Itskovits Eyal, Levine Amir, Cohen Ehud, Zaslaver Alon
Department of Genetics, The Silberman Institute of Life Science, Edmond J. Safra Campus, The Hebrew University of Jerusalem, Jerusalem, 91904, Israel.
School of Computer Science and Engineering, Hebrew University, Jerusalem, Israel.
BMC Biol. 2017 Apr 6;15(1):29. doi: 10.1186/s12915-017-0363-9.
Animals exhibit astonishingly complex behaviors. Studying the subtle features of these behaviors requires quantitative, high-throughput, and accurate systems that can cope with the often rich perplexing data.
Here, we present a Multi-Animal Tracker (MAT) that provides a user-friendly, end-to-end solution for imaging, tracking, and analyzing complex behaviors of multiple animals simultaneously. At the core of the tracker is a machine learning algorithm that provides immense flexibility to image various animals (e.g., worms, flies, zebrafish, etc.) under different experimental setups and conditions. Focusing on C. elegans worms, we demonstrate the vast advantages of using this MAT in studying complex behaviors. Beginning with chemotaxis, we show that approximately 100 animals can be tracked simultaneously, providing rich behavioral data. Interestingly, we reveal that worms' directional changes are biased, rather than random - a strategy that significantly enhances chemotaxis performance. Next, we show that worms can integrate environmental information and that directional changes mediate the enhanced chemotaxis towards richer environments. Finally, offering high-throughput and accurate tracking, we show that the system is highly suitable for longitudinal studies of aging- and proteotoxicity-associated locomotion deficits, enabling large-scale drug and genetic screens.
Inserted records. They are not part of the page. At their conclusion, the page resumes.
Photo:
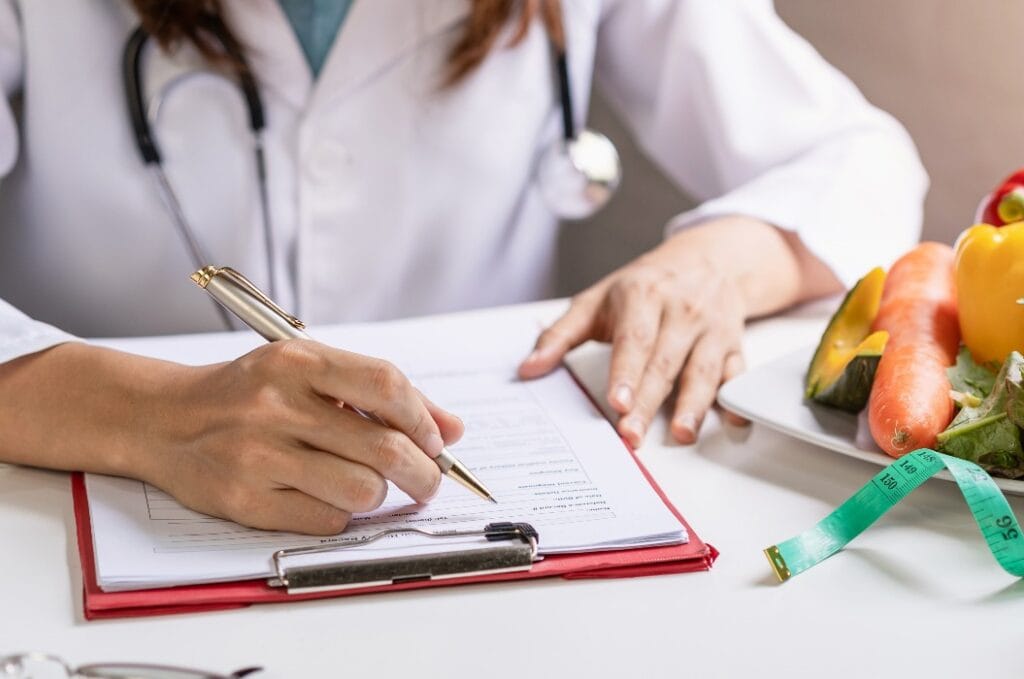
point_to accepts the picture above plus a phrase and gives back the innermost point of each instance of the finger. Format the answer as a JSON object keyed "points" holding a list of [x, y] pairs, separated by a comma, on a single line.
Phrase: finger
{"points": [[674, 343], [293, 511], [574, 328], [373, 385], [734, 366], [388, 453], [451, 425], [633, 341], [698, 385], [340, 482]]}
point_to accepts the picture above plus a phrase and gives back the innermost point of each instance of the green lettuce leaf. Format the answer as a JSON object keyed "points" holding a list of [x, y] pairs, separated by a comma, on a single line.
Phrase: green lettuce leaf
{"points": [[988, 434], [969, 377]]}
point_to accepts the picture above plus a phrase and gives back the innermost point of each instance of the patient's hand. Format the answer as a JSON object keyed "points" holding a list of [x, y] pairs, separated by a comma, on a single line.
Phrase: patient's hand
{"points": [[675, 316]]}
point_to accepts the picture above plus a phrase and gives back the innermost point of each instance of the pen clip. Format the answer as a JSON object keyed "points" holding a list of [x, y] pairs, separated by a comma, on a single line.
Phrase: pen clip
{"points": [[204, 274]]}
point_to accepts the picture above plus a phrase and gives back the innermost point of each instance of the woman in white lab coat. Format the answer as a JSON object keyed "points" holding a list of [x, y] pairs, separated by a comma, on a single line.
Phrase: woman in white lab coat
{"points": [[400, 181]]}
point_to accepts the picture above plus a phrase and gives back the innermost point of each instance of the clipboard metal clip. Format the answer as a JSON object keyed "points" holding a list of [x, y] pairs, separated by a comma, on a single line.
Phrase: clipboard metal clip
{"points": [[518, 555]]}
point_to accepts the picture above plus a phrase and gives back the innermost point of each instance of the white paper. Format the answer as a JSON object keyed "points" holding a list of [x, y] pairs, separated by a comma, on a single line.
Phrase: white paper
{"points": [[541, 447]]}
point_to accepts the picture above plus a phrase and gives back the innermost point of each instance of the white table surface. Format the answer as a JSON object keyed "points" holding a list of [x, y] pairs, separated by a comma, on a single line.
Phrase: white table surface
{"points": [[918, 594]]}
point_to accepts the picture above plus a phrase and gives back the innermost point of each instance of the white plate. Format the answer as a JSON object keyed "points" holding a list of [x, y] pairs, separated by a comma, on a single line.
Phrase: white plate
{"points": [[773, 395]]}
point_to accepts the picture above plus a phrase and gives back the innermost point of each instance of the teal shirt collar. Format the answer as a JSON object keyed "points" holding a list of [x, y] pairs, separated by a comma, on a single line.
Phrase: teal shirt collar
{"points": [[316, 24]]}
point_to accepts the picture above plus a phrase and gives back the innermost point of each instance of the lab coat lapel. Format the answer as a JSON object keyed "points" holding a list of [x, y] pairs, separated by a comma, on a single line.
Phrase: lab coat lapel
{"points": [[272, 48], [375, 35]]}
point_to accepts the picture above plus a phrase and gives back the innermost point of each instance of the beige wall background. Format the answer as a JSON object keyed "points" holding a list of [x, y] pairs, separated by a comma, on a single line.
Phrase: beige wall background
{"points": [[949, 70]]}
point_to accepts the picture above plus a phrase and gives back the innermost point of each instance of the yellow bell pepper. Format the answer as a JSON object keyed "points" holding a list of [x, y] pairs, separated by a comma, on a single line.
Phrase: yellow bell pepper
{"points": [[990, 290]]}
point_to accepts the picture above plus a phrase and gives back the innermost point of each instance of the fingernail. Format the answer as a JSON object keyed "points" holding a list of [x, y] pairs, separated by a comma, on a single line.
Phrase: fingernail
{"points": [[624, 395], [685, 424], [434, 444], [635, 425]]}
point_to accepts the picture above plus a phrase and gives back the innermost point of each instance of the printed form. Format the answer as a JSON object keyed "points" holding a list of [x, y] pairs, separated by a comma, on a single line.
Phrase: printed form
{"points": [[541, 447]]}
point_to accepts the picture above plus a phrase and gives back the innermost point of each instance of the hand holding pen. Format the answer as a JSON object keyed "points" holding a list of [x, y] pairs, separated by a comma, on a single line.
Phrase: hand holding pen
{"points": [[391, 431]]}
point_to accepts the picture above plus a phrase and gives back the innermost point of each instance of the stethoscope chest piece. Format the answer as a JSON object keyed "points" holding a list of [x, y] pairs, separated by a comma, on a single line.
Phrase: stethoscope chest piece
{"points": [[577, 177]]}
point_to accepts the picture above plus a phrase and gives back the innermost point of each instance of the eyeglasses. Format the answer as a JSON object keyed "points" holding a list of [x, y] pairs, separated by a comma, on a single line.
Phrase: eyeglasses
{"points": [[42, 666]]}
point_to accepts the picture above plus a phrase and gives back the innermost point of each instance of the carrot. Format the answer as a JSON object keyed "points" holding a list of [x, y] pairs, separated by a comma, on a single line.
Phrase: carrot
{"points": [[909, 402]]}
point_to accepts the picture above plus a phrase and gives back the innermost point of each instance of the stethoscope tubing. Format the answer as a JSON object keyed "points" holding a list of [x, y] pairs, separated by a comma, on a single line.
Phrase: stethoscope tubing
{"points": [[150, 151], [140, 118]]}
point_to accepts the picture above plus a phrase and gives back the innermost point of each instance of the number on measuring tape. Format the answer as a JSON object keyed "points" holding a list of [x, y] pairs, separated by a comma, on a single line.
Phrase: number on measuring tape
{"points": [[986, 502]]}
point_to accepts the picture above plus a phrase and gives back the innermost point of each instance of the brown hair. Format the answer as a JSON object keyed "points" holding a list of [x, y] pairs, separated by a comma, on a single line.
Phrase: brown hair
{"points": [[174, 22]]}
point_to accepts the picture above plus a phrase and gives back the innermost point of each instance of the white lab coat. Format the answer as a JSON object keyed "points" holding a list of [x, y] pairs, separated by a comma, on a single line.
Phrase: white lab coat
{"points": [[390, 196]]}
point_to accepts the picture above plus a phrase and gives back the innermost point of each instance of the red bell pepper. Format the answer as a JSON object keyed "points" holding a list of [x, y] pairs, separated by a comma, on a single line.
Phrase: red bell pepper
{"points": [[1006, 204]]}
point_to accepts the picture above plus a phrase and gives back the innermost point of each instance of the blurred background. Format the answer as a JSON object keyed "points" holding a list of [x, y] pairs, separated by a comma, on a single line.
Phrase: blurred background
{"points": [[948, 70]]}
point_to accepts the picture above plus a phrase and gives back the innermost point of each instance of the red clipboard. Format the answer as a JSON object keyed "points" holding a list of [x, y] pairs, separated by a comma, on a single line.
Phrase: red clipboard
{"points": [[694, 555]]}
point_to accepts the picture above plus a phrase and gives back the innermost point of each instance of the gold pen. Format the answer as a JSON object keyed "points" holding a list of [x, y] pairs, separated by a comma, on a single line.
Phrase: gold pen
{"points": [[236, 293]]}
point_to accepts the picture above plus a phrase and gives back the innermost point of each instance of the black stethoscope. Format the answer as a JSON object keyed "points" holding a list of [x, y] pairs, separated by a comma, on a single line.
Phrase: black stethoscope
{"points": [[577, 174]]}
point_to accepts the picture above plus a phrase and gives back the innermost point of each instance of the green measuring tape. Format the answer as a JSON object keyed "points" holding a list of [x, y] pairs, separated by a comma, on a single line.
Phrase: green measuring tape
{"points": [[983, 497]]}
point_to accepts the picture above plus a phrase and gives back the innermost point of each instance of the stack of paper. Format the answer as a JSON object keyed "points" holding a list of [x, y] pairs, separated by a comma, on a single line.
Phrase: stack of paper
{"points": [[543, 449]]}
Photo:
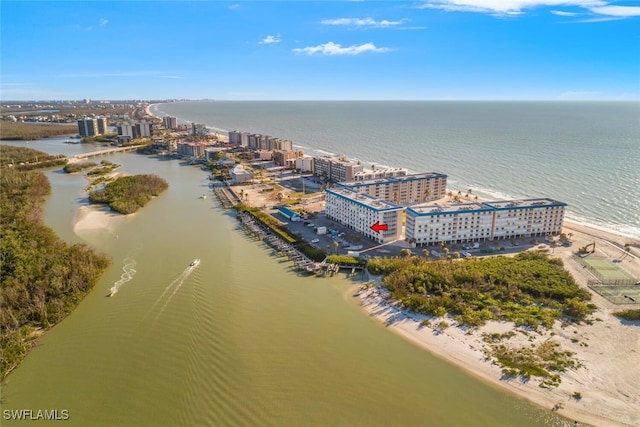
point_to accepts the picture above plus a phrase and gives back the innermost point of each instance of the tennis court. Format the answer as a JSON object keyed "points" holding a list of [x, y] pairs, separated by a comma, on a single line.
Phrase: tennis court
{"points": [[606, 271], [619, 294]]}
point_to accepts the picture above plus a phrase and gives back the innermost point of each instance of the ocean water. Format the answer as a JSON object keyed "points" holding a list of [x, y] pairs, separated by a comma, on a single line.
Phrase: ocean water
{"points": [[586, 154]]}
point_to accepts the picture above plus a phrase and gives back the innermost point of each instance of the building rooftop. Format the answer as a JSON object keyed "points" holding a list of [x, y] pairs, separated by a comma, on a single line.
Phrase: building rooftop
{"points": [[392, 179], [363, 199], [434, 208], [524, 203]]}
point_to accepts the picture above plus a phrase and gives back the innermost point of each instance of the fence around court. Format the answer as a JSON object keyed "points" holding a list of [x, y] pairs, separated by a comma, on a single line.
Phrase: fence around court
{"points": [[606, 271]]}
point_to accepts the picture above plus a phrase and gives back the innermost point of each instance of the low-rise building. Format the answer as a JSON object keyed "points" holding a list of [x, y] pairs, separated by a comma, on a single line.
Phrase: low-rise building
{"points": [[240, 174], [360, 212], [286, 158], [403, 190], [336, 169], [304, 164], [191, 149]]}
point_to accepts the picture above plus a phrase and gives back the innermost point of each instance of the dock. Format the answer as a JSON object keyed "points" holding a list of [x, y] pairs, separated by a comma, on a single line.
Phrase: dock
{"points": [[260, 231]]}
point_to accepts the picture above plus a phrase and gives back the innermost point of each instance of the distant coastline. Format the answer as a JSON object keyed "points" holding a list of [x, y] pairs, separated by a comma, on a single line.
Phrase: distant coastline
{"points": [[538, 140]]}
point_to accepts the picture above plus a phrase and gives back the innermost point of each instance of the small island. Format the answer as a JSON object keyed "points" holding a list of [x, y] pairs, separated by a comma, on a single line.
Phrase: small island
{"points": [[127, 194], [42, 278]]}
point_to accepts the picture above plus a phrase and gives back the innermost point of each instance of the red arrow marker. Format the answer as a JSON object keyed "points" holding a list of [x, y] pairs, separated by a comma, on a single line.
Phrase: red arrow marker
{"points": [[377, 227]]}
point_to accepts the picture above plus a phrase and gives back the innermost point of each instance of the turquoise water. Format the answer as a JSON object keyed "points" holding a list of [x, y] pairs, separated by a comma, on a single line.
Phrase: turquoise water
{"points": [[586, 154], [241, 339]]}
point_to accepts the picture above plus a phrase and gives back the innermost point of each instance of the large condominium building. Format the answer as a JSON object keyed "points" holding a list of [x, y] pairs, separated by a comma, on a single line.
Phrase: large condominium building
{"points": [[336, 169], [286, 158], [304, 164], [143, 130], [240, 138], [191, 149], [360, 212], [170, 122], [474, 222], [403, 190], [92, 127], [379, 173], [524, 218], [102, 126], [88, 127]]}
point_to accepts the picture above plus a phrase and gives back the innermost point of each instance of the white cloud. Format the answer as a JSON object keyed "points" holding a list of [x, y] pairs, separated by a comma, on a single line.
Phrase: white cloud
{"points": [[331, 48], [563, 13], [364, 22], [270, 40], [622, 11], [101, 75], [578, 95], [506, 7]]}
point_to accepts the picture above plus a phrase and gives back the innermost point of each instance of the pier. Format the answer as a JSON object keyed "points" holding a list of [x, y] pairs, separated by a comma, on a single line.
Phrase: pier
{"points": [[259, 230], [105, 152], [227, 198]]}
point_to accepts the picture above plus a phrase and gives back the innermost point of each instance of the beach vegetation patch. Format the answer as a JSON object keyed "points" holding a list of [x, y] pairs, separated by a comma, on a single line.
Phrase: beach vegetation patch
{"points": [[531, 289], [545, 361], [628, 314], [127, 194], [23, 158], [27, 131], [78, 167]]}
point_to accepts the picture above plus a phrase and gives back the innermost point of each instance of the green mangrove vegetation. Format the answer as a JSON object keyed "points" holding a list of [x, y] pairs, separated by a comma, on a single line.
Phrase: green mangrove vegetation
{"points": [[628, 314], [27, 131], [78, 167], [267, 220], [530, 289], [127, 194], [42, 278], [23, 158]]}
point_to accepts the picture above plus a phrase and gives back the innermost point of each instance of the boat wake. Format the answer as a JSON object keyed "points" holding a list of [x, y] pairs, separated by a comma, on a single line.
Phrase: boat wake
{"points": [[175, 285], [129, 271]]}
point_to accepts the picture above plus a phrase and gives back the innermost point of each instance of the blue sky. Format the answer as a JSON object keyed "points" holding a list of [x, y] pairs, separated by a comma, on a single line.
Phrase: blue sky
{"points": [[317, 50]]}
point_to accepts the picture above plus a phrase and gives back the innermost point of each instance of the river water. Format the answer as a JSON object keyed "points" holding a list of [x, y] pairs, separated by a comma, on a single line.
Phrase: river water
{"points": [[241, 339]]}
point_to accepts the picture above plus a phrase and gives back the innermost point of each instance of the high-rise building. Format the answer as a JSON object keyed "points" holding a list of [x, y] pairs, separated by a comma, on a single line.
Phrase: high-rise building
{"points": [[88, 127], [170, 122], [102, 125]]}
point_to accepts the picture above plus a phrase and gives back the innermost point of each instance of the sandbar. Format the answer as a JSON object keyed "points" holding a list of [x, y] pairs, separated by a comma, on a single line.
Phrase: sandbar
{"points": [[608, 349]]}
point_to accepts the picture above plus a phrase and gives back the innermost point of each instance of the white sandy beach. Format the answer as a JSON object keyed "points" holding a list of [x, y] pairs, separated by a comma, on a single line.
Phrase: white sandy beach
{"points": [[609, 349], [92, 218]]}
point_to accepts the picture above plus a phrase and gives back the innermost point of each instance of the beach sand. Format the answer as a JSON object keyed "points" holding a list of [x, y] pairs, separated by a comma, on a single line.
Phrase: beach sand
{"points": [[609, 349], [95, 219]]}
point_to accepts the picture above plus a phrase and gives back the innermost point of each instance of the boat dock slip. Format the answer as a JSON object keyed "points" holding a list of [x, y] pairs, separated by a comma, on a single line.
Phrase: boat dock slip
{"points": [[257, 229]]}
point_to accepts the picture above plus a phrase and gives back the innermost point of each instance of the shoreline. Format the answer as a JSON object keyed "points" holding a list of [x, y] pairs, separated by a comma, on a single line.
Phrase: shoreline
{"points": [[609, 380]]}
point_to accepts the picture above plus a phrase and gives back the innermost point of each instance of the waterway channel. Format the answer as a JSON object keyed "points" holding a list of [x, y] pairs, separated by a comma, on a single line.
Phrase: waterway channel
{"points": [[241, 339]]}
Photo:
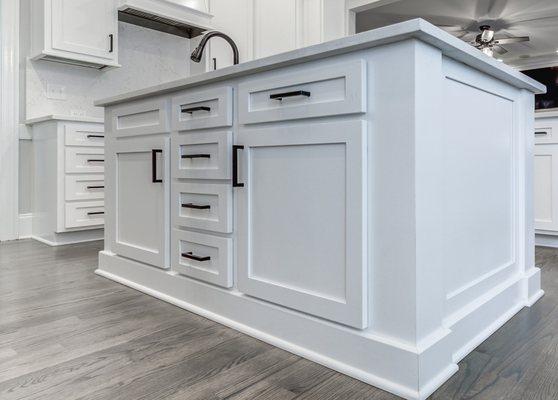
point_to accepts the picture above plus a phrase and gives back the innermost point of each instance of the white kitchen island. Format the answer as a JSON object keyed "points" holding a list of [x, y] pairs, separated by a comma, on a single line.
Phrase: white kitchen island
{"points": [[365, 203]]}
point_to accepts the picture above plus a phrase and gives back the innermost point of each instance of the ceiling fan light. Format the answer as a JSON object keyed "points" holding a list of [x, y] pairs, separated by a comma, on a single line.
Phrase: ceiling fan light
{"points": [[488, 51]]}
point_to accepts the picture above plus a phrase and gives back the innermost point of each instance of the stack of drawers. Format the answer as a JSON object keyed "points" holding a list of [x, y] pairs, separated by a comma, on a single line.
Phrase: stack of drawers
{"points": [[83, 176], [201, 193]]}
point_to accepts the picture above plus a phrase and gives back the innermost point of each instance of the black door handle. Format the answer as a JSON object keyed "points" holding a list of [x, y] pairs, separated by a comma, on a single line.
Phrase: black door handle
{"points": [[196, 156], [191, 256], [154, 165], [194, 109], [196, 206], [280, 96], [235, 165]]}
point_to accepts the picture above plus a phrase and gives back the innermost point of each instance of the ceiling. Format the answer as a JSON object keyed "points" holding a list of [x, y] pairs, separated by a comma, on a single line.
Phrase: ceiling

Together, our tracker provides a powerful and simple system to study complex behaviors in a quantitative, high-throughput, and accurate manner.
动物表现出惊人的复杂行为。研究这些行为的细微特征需要能够处理通常丰富且复杂的数据的定量、高通量和准确的系统。
在此,我们展示了一种多动物追踪器(MAT),它为同时成像、追踪和分析多种动物的复杂行为提供了用户友好的端到端解决方案。该追踪器的核心是一种机器学习算法,它在不同的实验设置和条件下为各种动物(如线虫、果蝇、斑马鱼等)成像提供了极大的灵活性。以秀丽隐杆线虫为例,我们展示了使用这种MAT在研究复杂行为方面的巨大优势。从趋化性开始,我们表明大约100只动物可以同时被追踪,提供丰富的行为数据。有趣的是,我们发现线虫的方向变化是有偏向的,而不是随机的——这是一种显著提高趋化性表现的策略。接下来,我们表明线虫可以整合环境信息,并且方向变化介导了对更丰富环境的增强趋化性。最后,通过提供高通量和准确的追踪,我们表明该系统非常适合对与衰老和蛋白毒性相关的运动缺陷进行纵向研究,从而实现大规模的药物和基因筛选。
总之,我们的追踪器提供了一个强大且简单的系统,以定量、高通量和准确的方式研究复杂行为。